Hast du irgendetwas in deiner Laufbahn bereut...
Ja, aber das behalte ich für mich

Lieblings-Rückennummer...
8


Gibt es ein Spiel, das du nie vergessen wirst....
Das war der zweite Spieltag der Bezirksoberliga-Saison 1993/1994. Vor etwa 1.000 Zuschauern hatten wir mit dem TSV Mauth den Topfavoriten SV Hutthurm zu Gast, bei dem Ex-Profi Heli Heininger als Spielertrainer das Zepter übernommen hatte. Im Team des Gegners standen Ausnahmespieler wie Laure Traxinger, Sigi Krenn, Hans Dambeck und Reini Völdl. Wir haben 4:3 gewonnen und ich habe als Defensivspieler drei Tore, darunter zwei Freistöße, gemacht


Bester Trainer, den du hattest....
Fred Arbinger. Er hat mich in meiner Passauer Bayernliga-Zeit geprägt und ich habe viel von ihm lernen können. Ein absoluter Fachmann!


Sinnloseste Regel im Fußball....
Die Karten für Trainer. Emotionen gehören zum Fußball dazu und ich finde diese Regel komplett sinnlos


Größte Enttäuschung deiner Karriere...
Das war 2001 der völlig unnötige Abstieg mit dem TSV Mauth aus der Bezirksoberliga. Wir hatten eigentlich eine gute Mannschaft, aber es ist gefühlt alles gegen uns gelaufen. Ich musste wegen einer schweren Ellenbogen-Verletzung lange pausieren und auch unser Mittelfeldmotor Oliver Aigner hat uns verletzungsbedingt monatelang gefehlt


Lieblings-Fußballschuh...
Adidas Copa Mundial


Wo hast du auswärts nie gerne gespielt....
An die Gastspiele bei der SpVgg Lam erinnere ich mich nur sehr ungern zurück. Das war nicht nur eine kurvige und weite Strecke, sondern immer auch eine Nullrunde



Auf dem Platz war Alexander Schraml (am Ball) stets ein Schlitzohr
Auf dem Platz war Alexander Schraml (am Ball) stets ein Schlitzohr – Foto: Harald Mini




Zur Person:
Alexander Schraml spielte in seiner Jugendzeit beim SV Philippsreut, dem TV Freyung und dem TSV Mauth. Beim seinerzeitigen Bezirksoberligisten entwickelte sich der variabel einsetzbare Kicker schnell zu einem Leistungsträger und 1994 wagte der Freistoßspezialist den Wechsel zum 1. FC Passau. Beim damaligen Viertligisten entwickelte sich der Polizeibeamte schnell zu einem Stammspieler und später sogar zum Spielführer. 1998 kehrte Schraml als Spielertrainer zum TSV Mauth zurück, dem er nach dem Abstieg aus der Bezirksoberliga Richtung TSV Waldkirchen verließ und dort ebenfalls als spielender Chefanweiser fungierte. Von 2003 bis 2007 kickte der A-Lizenzinhaber für den TV Freyung, ehe er nochmal für ein Jahr das Trikot des TSV Mauth trug.
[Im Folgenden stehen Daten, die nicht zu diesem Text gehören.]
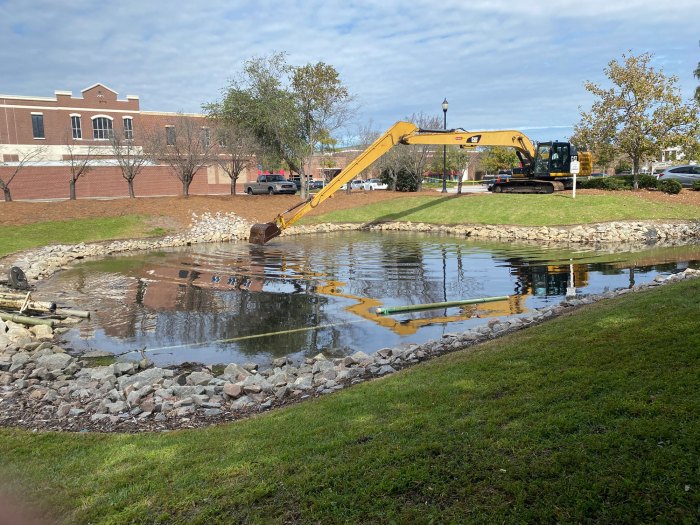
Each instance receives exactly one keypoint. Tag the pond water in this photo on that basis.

Zwischen 2008 und 2012 war Alex Schraml Spielertrainer beim Kreisligisten SV Riedlhütte. Es folgten weitere Übungsleiter-Stationen bei der DJK Straßkirchen, den Schraml in die Kreisliga führte, sowie beim TV Freyung, mit dem er 2017 Bezirksliga-Vizemeister wurde. Nach seinem Rücktritt am Oberfeld legte Schraml eine Pause ein, bevor er in der Spielzeit 2018/2019 den 1. FC Passau coachte.